Flush stdin

Tue Oct 21 19:16:33 EDT 2014

On Mon, Oct 20, 2014 at 9:41 PM, Marko Rauhamaa <marko at pacujo.net> wrote:
> Dan Stromberg <drsalists at gmail.com>:
>
>> Often with TCP protocols, line buffered is preferred to character
>> buffered,
>
> Terminal devices support line buffering on write.

Yes, though that's not the only place it's useful.

> Line buffering on read is an illusion created by higher-level libraries.
> The low-level read function reads in blocks of bytes.

Actually, doesn't line buffering sometimes exist inside an OS kernel?
stty/termios/termio/sgtty relate here, for *ix examples.  Supporting
code: http://stromberg.dnsalias.org/~strombrg/ttype/  It turns on
character-at-a-time I/O in the tty driver via a variety of methods for
portability.  I wrote it in C before I took an interest in Python.

Also, here's some supporting documentation:
http://man7.org/linux/man-pages/man3/stdout.3.html - excerpt:
    Indeed, normally terminal input is line buffered in the kernel.

But even if line buffering (or even character buffering) were never in
the kernel, calling it an illusion is perhaps going a little far.
It's useful sometimes, irrespective of where it comes from.
"Illusion" has a bit of an undeserved pejorative connotation.

>> Also, it's a straightforward way of framing your data, to avoid
>> getting messed up by Nagle or fragmentation.
>
> Nagle affects the communication between the peer OS kernels and isn't
> directly related to anything the application does.
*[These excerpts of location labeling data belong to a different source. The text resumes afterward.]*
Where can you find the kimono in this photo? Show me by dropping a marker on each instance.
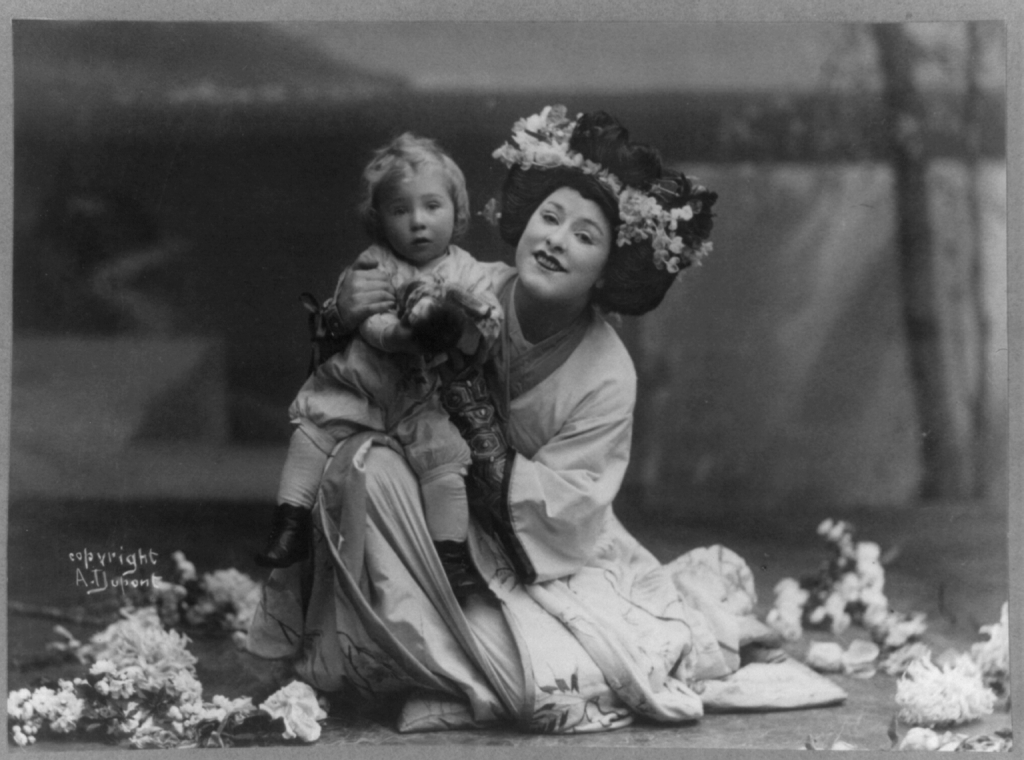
(583, 630)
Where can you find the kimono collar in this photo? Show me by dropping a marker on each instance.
(523, 365)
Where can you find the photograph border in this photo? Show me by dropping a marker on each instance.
(1010, 11)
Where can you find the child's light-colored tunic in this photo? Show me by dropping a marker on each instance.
(364, 387)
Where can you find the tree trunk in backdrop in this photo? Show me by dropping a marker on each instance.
(946, 393)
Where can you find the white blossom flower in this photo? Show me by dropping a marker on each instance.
(992, 656)
(297, 705)
(953, 693)
(929, 741)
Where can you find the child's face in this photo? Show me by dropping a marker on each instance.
(418, 215)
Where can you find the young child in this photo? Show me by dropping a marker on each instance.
(415, 203)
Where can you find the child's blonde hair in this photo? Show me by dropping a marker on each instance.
(399, 160)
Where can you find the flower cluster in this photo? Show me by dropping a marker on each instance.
(992, 656)
(542, 141)
(141, 688)
(297, 705)
(221, 601)
(848, 589)
(921, 739)
(930, 694)
(30, 712)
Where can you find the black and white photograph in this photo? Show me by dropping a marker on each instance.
(679, 360)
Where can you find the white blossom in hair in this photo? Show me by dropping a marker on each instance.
(542, 141)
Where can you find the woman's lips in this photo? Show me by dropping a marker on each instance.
(548, 262)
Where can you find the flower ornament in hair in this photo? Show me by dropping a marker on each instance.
(673, 213)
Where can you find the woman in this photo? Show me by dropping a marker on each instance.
(577, 627)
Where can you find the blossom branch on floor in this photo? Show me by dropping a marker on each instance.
(141, 687)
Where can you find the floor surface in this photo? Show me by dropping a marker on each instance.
(948, 561)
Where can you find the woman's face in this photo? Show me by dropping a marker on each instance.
(563, 249)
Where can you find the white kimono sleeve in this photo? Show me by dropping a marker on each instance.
(557, 501)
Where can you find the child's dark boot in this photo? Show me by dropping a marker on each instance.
(459, 567)
(290, 538)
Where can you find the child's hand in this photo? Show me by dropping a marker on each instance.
(366, 290)
(437, 326)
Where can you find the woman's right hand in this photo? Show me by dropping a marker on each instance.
(366, 290)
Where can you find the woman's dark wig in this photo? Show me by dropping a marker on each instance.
(631, 284)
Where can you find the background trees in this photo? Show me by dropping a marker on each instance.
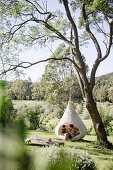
(47, 25)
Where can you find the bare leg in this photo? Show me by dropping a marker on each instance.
(66, 136)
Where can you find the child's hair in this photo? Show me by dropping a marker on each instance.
(71, 125)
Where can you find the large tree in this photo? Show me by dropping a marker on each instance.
(29, 22)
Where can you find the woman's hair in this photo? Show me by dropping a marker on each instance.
(71, 125)
(63, 125)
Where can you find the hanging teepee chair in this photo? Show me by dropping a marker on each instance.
(70, 117)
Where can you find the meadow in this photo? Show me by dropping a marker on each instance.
(102, 156)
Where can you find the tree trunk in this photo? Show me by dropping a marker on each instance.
(95, 116)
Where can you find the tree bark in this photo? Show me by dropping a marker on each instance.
(95, 116)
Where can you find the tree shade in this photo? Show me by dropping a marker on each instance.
(70, 116)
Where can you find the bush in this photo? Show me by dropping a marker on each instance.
(79, 108)
(48, 122)
(64, 159)
(33, 116)
(107, 120)
(7, 111)
(111, 113)
(86, 114)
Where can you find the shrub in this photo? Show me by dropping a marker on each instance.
(107, 120)
(7, 111)
(33, 116)
(111, 113)
(79, 108)
(64, 159)
(86, 114)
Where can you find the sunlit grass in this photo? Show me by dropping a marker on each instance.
(102, 157)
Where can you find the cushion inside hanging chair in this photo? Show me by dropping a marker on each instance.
(70, 116)
(69, 129)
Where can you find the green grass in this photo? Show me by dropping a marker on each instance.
(102, 157)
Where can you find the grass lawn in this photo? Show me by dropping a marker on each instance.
(102, 157)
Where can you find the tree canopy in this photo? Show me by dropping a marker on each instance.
(29, 22)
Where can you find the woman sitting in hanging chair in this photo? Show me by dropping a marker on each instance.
(69, 131)
(72, 131)
(64, 132)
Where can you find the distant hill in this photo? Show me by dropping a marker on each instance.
(105, 76)
(105, 79)
(103, 90)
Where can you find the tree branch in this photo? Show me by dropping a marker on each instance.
(29, 64)
(110, 43)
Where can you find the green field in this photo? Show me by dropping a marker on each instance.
(102, 157)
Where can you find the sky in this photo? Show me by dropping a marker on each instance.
(35, 72)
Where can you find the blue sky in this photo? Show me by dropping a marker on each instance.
(32, 55)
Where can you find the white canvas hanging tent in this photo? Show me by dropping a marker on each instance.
(70, 116)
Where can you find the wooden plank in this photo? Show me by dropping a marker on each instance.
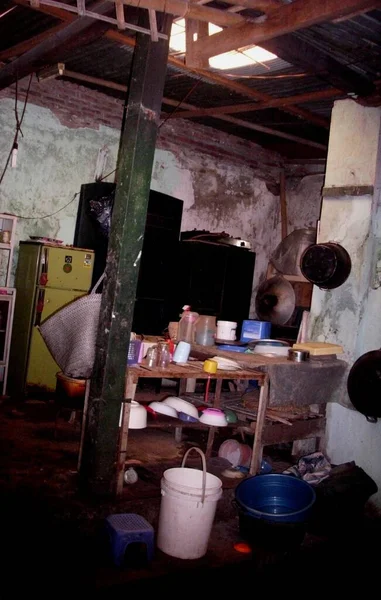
(347, 190)
(123, 442)
(170, 102)
(135, 161)
(74, 33)
(283, 204)
(288, 18)
(235, 86)
(119, 11)
(190, 10)
(187, 371)
(272, 103)
(301, 54)
(256, 459)
(153, 25)
(26, 45)
(265, 6)
(277, 433)
(199, 29)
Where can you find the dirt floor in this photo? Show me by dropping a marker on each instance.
(53, 533)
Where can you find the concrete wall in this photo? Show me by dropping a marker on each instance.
(350, 314)
(224, 181)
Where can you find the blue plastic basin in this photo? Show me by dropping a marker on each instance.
(275, 497)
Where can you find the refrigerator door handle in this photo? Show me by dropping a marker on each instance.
(40, 307)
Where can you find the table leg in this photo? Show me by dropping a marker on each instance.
(84, 423)
(182, 386)
(123, 436)
(256, 458)
(217, 395)
(209, 445)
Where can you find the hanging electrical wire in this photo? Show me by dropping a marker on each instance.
(51, 214)
(14, 148)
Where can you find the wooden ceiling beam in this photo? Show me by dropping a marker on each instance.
(170, 102)
(251, 107)
(190, 10)
(288, 18)
(26, 45)
(210, 76)
(303, 55)
(81, 30)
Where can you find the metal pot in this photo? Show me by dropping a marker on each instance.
(298, 355)
(364, 385)
(326, 265)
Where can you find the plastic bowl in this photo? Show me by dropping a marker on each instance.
(181, 406)
(214, 417)
(187, 418)
(163, 409)
(276, 497)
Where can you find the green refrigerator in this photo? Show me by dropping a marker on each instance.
(48, 277)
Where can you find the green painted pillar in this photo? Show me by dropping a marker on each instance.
(135, 162)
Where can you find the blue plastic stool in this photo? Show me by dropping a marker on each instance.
(125, 529)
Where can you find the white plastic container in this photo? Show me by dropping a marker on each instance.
(188, 505)
(186, 331)
(226, 330)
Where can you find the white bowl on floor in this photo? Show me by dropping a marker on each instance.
(182, 406)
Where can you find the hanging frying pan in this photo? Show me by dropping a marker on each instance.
(364, 385)
(326, 265)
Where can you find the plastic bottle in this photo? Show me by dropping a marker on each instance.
(130, 476)
(187, 325)
(206, 330)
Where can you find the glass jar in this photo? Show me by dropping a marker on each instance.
(152, 355)
(164, 355)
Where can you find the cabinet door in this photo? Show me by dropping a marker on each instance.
(201, 276)
(238, 285)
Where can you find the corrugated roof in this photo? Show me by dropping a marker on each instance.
(354, 42)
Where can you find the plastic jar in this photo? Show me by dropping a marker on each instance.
(205, 330)
(187, 325)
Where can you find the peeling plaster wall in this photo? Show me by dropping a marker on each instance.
(221, 197)
(350, 314)
(222, 180)
(303, 200)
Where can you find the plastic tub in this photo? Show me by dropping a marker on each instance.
(273, 510)
(276, 497)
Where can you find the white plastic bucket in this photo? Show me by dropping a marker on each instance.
(226, 330)
(188, 505)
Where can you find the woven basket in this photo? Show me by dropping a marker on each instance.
(70, 334)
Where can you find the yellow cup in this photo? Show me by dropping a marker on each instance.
(210, 366)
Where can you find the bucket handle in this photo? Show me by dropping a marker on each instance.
(203, 468)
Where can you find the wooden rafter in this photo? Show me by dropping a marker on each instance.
(288, 18)
(216, 78)
(305, 56)
(191, 107)
(251, 107)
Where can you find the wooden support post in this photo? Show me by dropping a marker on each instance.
(283, 204)
(256, 458)
(135, 161)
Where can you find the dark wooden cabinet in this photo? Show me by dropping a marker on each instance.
(215, 279)
(154, 304)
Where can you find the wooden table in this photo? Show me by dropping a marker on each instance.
(318, 382)
(191, 370)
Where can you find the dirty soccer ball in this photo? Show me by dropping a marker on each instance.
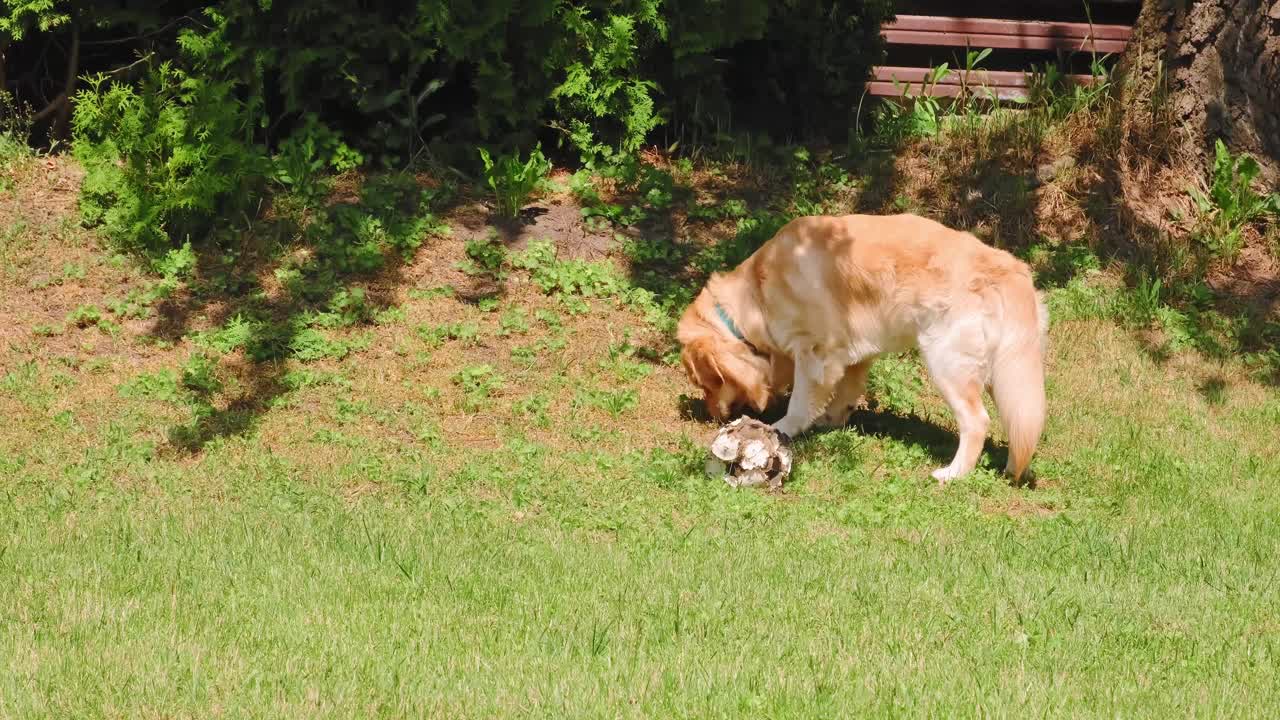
(749, 454)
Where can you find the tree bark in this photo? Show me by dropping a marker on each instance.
(1217, 62)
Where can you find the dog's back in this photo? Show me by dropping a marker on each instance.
(865, 285)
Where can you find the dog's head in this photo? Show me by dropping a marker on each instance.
(728, 373)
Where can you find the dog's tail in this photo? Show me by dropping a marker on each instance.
(1018, 373)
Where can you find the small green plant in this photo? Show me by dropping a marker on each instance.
(478, 383)
(200, 376)
(535, 409)
(1230, 203)
(895, 383)
(613, 401)
(485, 256)
(434, 336)
(513, 322)
(513, 181)
(86, 317)
(912, 115)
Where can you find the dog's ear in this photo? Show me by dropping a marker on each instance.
(699, 361)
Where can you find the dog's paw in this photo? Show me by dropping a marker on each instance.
(833, 419)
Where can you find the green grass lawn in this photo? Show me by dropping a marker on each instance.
(498, 510)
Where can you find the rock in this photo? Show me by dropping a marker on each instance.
(749, 454)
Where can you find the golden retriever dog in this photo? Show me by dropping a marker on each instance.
(823, 297)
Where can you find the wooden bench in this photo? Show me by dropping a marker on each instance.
(978, 33)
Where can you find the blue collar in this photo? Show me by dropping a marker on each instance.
(728, 323)
(732, 328)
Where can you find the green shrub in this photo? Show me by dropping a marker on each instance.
(1230, 203)
(513, 181)
(164, 160)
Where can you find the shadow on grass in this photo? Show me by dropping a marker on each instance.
(295, 286)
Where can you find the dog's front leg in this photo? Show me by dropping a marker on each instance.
(813, 386)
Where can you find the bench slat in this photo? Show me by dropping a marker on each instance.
(977, 40)
(887, 90)
(992, 78)
(1022, 28)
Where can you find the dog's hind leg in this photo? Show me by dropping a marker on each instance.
(960, 381)
(849, 391)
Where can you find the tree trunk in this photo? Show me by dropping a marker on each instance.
(1219, 62)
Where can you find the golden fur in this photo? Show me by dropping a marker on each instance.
(827, 295)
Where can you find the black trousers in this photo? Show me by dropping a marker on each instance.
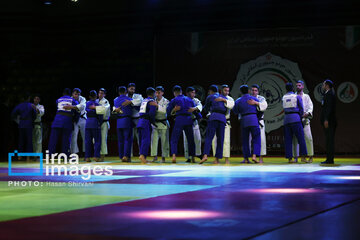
(330, 142)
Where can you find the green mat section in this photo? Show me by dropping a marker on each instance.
(16, 203)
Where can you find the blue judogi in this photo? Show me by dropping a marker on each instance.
(293, 108)
(183, 122)
(216, 124)
(62, 124)
(249, 124)
(27, 116)
(92, 131)
(147, 116)
(124, 127)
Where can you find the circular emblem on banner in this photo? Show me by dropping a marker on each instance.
(318, 94)
(271, 73)
(347, 92)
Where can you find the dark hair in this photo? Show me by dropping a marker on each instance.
(131, 85)
(160, 88)
(244, 89)
(150, 91)
(289, 87)
(122, 90)
(213, 88)
(329, 83)
(67, 91)
(77, 90)
(190, 89)
(177, 88)
(255, 86)
(93, 94)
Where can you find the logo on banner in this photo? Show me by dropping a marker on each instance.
(271, 73)
(347, 92)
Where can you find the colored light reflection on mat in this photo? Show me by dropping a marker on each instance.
(349, 177)
(282, 190)
(175, 214)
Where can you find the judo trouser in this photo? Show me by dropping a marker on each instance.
(163, 134)
(308, 141)
(92, 142)
(330, 139)
(66, 139)
(254, 132)
(145, 139)
(218, 128)
(226, 147)
(197, 140)
(175, 135)
(79, 126)
(135, 135)
(25, 140)
(104, 132)
(124, 141)
(290, 130)
(37, 138)
(262, 139)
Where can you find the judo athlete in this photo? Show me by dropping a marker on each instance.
(135, 102)
(161, 130)
(124, 124)
(294, 110)
(92, 129)
(63, 122)
(104, 109)
(181, 107)
(190, 92)
(308, 111)
(261, 106)
(215, 104)
(229, 104)
(147, 117)
(27, 114)
(80, 124)
(37, 130)
(249, 124)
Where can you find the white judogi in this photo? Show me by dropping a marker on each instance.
(37, 130)
(80, 125)
(196, 129)
(308, 108)
(161, 130)
(136, 102)
(104, 109)
(262, 107)
(226, 148)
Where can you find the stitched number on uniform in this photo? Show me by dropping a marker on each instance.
(289, 101)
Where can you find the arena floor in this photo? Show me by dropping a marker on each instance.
(274, 200)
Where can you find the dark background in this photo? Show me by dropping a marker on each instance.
(91, 44)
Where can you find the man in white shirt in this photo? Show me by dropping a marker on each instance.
(104, 109)
(37, 130)
(136, 103)
(261, 107)
(308, 114)
(80, 124)
(161, 130)
(229, 104)
(190, 92)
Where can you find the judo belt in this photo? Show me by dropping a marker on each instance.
(64, 114)
(163, 121)
(218, 111)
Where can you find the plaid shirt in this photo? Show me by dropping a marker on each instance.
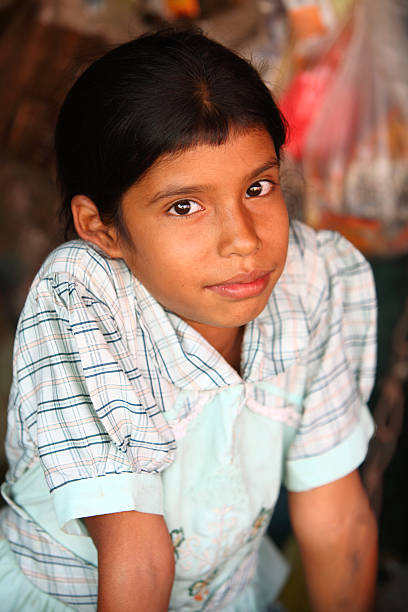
(107, 383)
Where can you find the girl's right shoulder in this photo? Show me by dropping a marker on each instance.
(83, 264)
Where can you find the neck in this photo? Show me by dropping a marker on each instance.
(226, 340)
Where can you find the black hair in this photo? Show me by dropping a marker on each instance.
(160, 93)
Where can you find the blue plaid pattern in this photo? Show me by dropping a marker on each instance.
(99, 366)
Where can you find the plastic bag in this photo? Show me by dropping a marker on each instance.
(355, 151)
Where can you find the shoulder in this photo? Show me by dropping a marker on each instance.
(327, 267)
(80, 264)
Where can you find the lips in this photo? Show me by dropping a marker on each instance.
(245, 285)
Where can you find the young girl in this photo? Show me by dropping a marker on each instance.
(189, 353)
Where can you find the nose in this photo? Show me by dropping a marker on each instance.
(238, 235)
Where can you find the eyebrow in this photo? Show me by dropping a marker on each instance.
(176, 190)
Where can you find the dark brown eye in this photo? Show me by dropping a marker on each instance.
(259, 188)
(184, 208)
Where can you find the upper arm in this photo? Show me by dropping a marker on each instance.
(135, 561)
(326, 514)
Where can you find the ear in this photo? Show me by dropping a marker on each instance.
(89, 226)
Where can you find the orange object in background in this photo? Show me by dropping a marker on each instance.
(183, 8)
(306, 21)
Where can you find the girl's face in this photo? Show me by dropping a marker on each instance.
(209, 231)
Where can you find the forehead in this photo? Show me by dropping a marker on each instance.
(239, 155)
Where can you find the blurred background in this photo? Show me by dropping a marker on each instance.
(338, 68)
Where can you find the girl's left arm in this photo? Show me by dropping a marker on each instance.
(337, 535)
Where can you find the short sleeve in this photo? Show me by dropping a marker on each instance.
(101, 439)
(335, 427)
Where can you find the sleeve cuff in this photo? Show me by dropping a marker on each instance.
(310, 472)
(105, 495)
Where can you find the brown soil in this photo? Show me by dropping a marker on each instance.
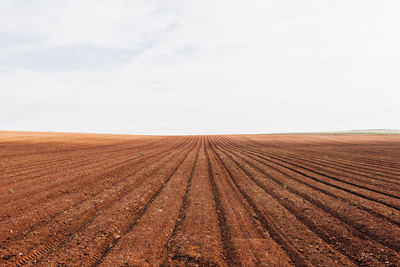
(251, 200)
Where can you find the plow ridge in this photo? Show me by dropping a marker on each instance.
(242, 200)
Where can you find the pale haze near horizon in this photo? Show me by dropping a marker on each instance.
(199, 67)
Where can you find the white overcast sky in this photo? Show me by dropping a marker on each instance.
(197, 67)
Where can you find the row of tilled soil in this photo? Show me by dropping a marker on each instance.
(199, 200)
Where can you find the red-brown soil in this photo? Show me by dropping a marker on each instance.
(251, 200)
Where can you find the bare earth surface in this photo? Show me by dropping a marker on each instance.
(245, 200)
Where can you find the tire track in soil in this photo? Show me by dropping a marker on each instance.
(76, 225)
(197, 238)
(377, 206)
(341, 243)
(43, 221)
(229, 251)
(253, 244)
(380, 236)
(27, 167)
(45, 185)
(151, 235)
(301, 171)
(170, 244)
(99, 257)
(267, 223)
(345, 168)
(326, 170)
(338, 161)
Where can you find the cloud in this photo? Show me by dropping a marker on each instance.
(198, 66)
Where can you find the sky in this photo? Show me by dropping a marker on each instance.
(199, 67)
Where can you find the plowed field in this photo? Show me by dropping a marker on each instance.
(251, 200)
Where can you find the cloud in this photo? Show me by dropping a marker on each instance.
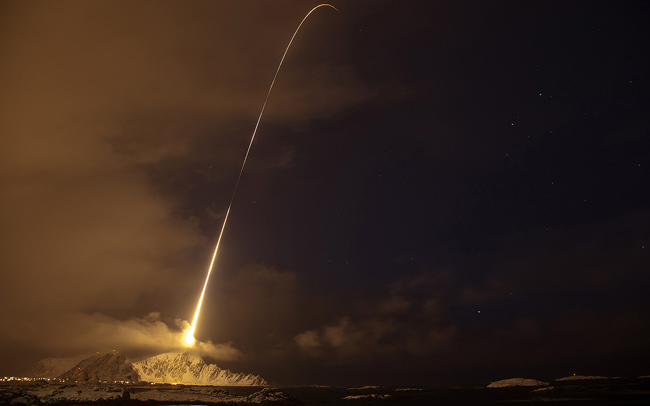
(410, 321)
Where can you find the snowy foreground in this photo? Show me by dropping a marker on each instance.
(49, 394)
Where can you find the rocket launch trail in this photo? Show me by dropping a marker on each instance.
(189, 335)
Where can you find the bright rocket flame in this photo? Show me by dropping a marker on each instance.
(189, 335)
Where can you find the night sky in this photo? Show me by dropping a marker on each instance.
(439, 191)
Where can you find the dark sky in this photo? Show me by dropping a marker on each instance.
(439, 191)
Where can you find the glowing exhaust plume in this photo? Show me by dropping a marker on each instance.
(189, 334)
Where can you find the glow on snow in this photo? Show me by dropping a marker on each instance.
(189, 334)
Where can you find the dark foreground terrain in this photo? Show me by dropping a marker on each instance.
(597, 392)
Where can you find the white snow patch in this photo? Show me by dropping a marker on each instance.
(369, 397)
(584, 378)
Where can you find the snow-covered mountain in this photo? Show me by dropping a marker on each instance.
(50, 367)
(190, 369)
(112, 367)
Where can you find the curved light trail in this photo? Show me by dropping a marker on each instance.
(189, 335)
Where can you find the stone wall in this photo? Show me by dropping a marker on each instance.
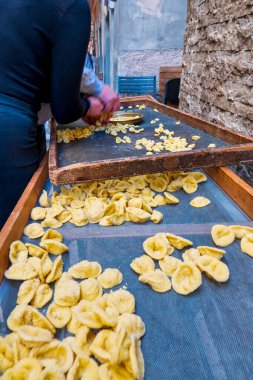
(217, 79)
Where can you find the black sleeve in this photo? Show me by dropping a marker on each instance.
(68, 55)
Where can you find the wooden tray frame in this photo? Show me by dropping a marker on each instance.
(238, 190)
(240, 151)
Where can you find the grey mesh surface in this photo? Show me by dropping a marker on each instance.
(206, 335)
(106, 147)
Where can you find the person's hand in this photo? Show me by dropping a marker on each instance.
(96, 108)
(110, 100)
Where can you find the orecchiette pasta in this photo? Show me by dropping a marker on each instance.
(186, 279)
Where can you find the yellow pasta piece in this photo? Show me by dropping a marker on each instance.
(222, 235)
(51, 222)
(38, 213)
(135, 362)
(59, 316)
(34, 250)
(109, 371)
(67, 292)
(20, 271)
(34, 336)
(159, 184)
(191, 254)
(143, 264)
(156, 246)
(199, 202)
(137, 215)
(56, 270)
(18, 252)
(156, 217)
(122, 300)
(27, 368)
(157, 279)
(43, 199)
(55, 353)
(186, 279)
(42, 296)
(53, 246)
(79, 217)
(177, 241)
(6, 355)
(169, 264)
(171, 199)
(85, 269)
(34, 230)
(77, 203)
(90, 289)
(213, 268)
(241, 231)
(247, 244)
(74, 325)
(27, 290)
(110, 278)
(27, 315)
(190, 184)
(65, 216)
(52, 235)
(211, 251)
(52, 373)
(84, 368)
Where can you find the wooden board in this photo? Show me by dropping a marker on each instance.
(240, 192)
(93, 161)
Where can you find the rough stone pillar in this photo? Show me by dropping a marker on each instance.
(217, 79)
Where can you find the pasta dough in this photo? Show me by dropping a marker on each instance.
(18, 252)
(156, 246)
(42, 296)
(169, 264)
(186, 279)
(247, 244)
(143, 264)
(34, 230)
(157, 280)
(222, 235)
(110, 278)
(53, 246)
(199, 202)
(27, 290)
(211, 251)
(85, 269)
(213, 268)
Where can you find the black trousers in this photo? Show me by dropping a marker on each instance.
(22, 146)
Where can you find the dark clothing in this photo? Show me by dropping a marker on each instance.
(43, 45)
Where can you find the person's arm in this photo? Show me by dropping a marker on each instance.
(68, 55)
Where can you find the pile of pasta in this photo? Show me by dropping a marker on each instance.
(105, 333)
(113, 202)
(186, 274)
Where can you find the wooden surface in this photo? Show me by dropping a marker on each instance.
(240, 192)
(13, 228)
(235, 187)
(168, 73)
(240, 149)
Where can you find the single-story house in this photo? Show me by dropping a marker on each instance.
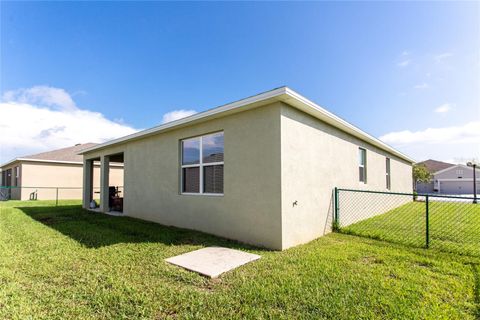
(39, 175)
(260, 170)
(447, 178)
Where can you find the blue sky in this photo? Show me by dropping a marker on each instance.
(395, 70)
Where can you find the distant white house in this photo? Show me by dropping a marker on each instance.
(449, 179)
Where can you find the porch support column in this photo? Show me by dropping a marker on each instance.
(87, 183)
(104, 182)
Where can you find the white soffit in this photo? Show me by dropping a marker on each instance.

Actually, Nagle can cause two or more small packets to be merged,
which is something an application must be able to deal with, because
they could show up in the receiving application as one or more (but
anyway: fewer) merged recv()'s.  That's one reason why something like
http://stromberg.dnsalias.org/~strombrg/bufsock.html can be helpful.

> Also, Nagle doesn't
> play any role with pipes.

Yes, but pipes aren't the only thing involved in the OP's question.
You "simplified" the problem down to pipes, but that doesn't really
capture the complete essence of the matter.  Nagle is one of the
reasons.

>>> ========================================================================
>>> $ bash ./test.sh | strace python3 ./test.py
>>> ...
>>> read(0, "x", 4096)                      = 1
>>> read(0, "x", 4096)                      = 1
>>> read(0, "x", 4096)                      = 1
>>> read(0, "x", 4096)                      = 1
>>> read(0, "x", 4096)                      = 1
>>> fstat(1, {st_mode=S_IFCHR|0620, st_rdev=makedev(136, 3), ...}) = 0
>>> mmap(NULL, 4096, PROT_READ|PROT_WRITE, MAP_PRIVATE|MAP_ANONYMOUS, -1,
>>> 0) = 0x7f3143bab000
>>> write(1, "120\n", 4120
>>> )                    = 4
>>> ...
>> ========================================================================
>>
>> This is tremendously inefficient.  It demands a context switch for
>> every character.
>
> Inefficiency isn't an issue when you generate one byte a second.

Of course, but who's doing one byte per second?  You and I in our
tests, and perhaps some application developers with remarkably
undemanding I/O.  That doesn't really mean we should _recommend_ a
series of os.read(0, 1)'s.

> If data
> were generated at a brisker pace, "read(0, ..., 4096)" could get more
> bytes at a time. Notice that even if the Python code requests 5 bytes,
> CPython requests up to 4096 bytes in a single read.

Not if you use os.read(0, 1), for example, which was what you appeared
to be recommending.  os.read(0, 1) (when on a pipe) makes a call into
kernel space via a context switch, once for each os.read(0, 1).

I guess I should add that when you do an os.read(0, 1), and see it
show up in strace, strace is showing kernel<->userspace interactions,
not library stuff, and not stuff in an application that sits above
libraries.  ltrace shows some of the library stuff, but probably not
all of it - I haven't studied ltrace as much as I have strace.

Just wondering: Are we helping the OP?